Спал долго. Проснулся около полудня. И какое же яркое весёлое солнце светило! — это ли не доброе предзнаменование? С удовольствием смотрел в окно. Под сугробами, под застругами нанесенного снега — цельная, никак не мятежная Россия. Родные пейзажи — холмы, перелески, под глубокими покровами ждущие весны. На станциях полнейшее спокойствие и порядок. Перед станционными зданиями — рослые дежурные жандармы.

И в этом ослепительно-снежном безмятежьи все городские беспорядки казались если не придуманными, то мелкими и преодолимыми. Что беспорядки на нескольких улицах против великой державы?

И вереница непотревоженных мыслей, а частью воспоминаний, неторопливо проходила в голове.

На сколько бы дней Николай ни отъезжал от семьи — каждый раз он возвращался к ней с такой обновлённой полной радостью, как будто разлука была годовая. Прежде всего — к Аликс. Только прижав её к сердцу, всё рассказав и всё узнав за дни разлуки, он становился самим собою вполне. Но не намного меньше — и сын, в котором ощущал Николай загадочное физическое повторение самого себя, только перешибленное страшной болезнью, когда отец завидно здоров, — но оттого ещё настойчивей отцовский долг и связь с сыном. И четыре, четыре дочери! — из них уже три невесты с туманной судьбой, уже две взрослых, переросших своё детство, — как бы в темнице из-за царского состояния отца. Вот кончится война — выйдут замуж. Но при том не меньше же любил он и 16-летнюю Швыбзик Анастасию. Ко всем к ним рвался Николай, и не знал бы большего счастья как жить с ними постоянно вместе и видеть каждый день.

Но было и ещё одно женское существо, органически включённое в них во всех, — Аня Танеева. Для Аликс Аня была единственной доверенной подругой за много лет. Но постоянно здесь, постоянно рядом, постоянно третья при них, — она неизбежно срослась нежной связью со всеми, и с Николаем тоже. Отношения её с Николаем были неназываемые, им не было места в людских классификациях. Не восторженной подданной к своему Государю (хотя именно так писалось в письмах), не старшей дочери к отцу, конечно (хотя шестнадцать лет было между ними), — и не возлюбленной, потому что не могла бы в сердце Николая вместиться вторая любовь при пылкости его к Аликс. И вместе с тем это было нечто нежное, неотъемлемое, только им двоим принадлежащее, в полноте выразимое лишь во встречах наедине.
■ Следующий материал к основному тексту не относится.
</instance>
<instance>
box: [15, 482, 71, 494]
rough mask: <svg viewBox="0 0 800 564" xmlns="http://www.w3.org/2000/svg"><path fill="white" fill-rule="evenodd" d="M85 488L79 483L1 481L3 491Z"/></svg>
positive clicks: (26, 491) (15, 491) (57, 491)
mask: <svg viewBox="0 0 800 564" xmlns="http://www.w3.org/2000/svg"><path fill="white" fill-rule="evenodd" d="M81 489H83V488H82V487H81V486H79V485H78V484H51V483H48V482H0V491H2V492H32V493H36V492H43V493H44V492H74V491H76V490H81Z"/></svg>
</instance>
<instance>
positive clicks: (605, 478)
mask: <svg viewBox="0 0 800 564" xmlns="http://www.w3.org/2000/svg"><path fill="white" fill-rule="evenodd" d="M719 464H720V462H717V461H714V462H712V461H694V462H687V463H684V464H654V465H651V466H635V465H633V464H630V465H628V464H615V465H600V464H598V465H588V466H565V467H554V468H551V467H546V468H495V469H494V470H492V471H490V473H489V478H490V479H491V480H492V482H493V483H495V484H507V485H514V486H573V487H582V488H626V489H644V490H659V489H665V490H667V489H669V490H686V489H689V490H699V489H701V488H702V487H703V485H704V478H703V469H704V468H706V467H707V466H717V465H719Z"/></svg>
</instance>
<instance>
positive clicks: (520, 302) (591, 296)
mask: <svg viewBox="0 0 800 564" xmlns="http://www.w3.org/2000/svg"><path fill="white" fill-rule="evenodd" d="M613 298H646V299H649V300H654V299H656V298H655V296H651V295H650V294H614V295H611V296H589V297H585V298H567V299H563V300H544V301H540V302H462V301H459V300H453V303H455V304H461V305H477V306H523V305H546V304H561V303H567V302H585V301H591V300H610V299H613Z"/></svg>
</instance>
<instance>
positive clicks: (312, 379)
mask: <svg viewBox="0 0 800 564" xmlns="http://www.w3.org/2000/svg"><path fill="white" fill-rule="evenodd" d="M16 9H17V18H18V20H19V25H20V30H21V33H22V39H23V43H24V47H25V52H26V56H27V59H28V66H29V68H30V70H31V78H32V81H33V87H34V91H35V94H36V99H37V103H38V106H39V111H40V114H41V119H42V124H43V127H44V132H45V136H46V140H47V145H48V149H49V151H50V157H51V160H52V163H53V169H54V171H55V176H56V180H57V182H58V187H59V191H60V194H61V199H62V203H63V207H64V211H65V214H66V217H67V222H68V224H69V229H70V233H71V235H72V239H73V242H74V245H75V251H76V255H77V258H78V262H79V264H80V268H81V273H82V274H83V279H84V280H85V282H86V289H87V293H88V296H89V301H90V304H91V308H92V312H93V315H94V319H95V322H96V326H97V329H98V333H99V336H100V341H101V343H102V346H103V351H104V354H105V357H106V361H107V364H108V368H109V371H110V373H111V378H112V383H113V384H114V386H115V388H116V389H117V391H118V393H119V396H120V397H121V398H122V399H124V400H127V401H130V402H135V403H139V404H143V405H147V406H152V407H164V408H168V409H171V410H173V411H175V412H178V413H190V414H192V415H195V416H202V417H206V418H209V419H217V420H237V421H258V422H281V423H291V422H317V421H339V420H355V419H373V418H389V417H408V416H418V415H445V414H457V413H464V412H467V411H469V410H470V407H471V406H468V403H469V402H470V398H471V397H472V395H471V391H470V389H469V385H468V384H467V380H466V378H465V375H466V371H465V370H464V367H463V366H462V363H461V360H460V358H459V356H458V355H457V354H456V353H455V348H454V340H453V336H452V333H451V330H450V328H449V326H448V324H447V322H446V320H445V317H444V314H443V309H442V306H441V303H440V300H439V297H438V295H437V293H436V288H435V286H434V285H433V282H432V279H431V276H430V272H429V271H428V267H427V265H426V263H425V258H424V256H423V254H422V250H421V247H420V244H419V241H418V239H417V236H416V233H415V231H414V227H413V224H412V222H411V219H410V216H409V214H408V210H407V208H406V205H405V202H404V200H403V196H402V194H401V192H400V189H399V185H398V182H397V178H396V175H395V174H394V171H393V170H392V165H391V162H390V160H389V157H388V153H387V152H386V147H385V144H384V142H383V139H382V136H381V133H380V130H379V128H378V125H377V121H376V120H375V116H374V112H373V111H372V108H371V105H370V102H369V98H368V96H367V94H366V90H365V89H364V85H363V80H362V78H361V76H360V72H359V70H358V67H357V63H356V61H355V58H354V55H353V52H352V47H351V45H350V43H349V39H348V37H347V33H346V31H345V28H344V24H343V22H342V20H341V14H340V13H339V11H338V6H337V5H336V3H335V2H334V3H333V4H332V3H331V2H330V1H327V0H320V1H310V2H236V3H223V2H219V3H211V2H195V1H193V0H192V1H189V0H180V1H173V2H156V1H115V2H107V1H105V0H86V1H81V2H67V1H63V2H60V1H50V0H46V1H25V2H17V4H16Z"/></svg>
Был опасный момент, когда это могло перейти и всякие границы, — весной Четырнадцатого года в Крыму. Как всегда, Аликс была прикована многими болезнями то к постели, то к креслу, все заботы — о наследнике, а Николай, как всегда, много нуждался в движении, в теннисной игре, и в его дальних прогулках — автомобильных, конных и пеших, его неизбежно сопровождала эта небесноглазая красавица. Они — теряли голову, — но вовремя твёрдо вмешалась Аликс. В тот момент (и после бурных сцен между женщинами) это кончилось изгнанием Ани из Ливадии и из семьи. Но и Аликс почувствовала, что так — жестоко и непереносимо для неё самой, Аня была возвращена в семейную и дружественную близость, однако за режимом её отношений с Николаем теперь следила Аликс сама.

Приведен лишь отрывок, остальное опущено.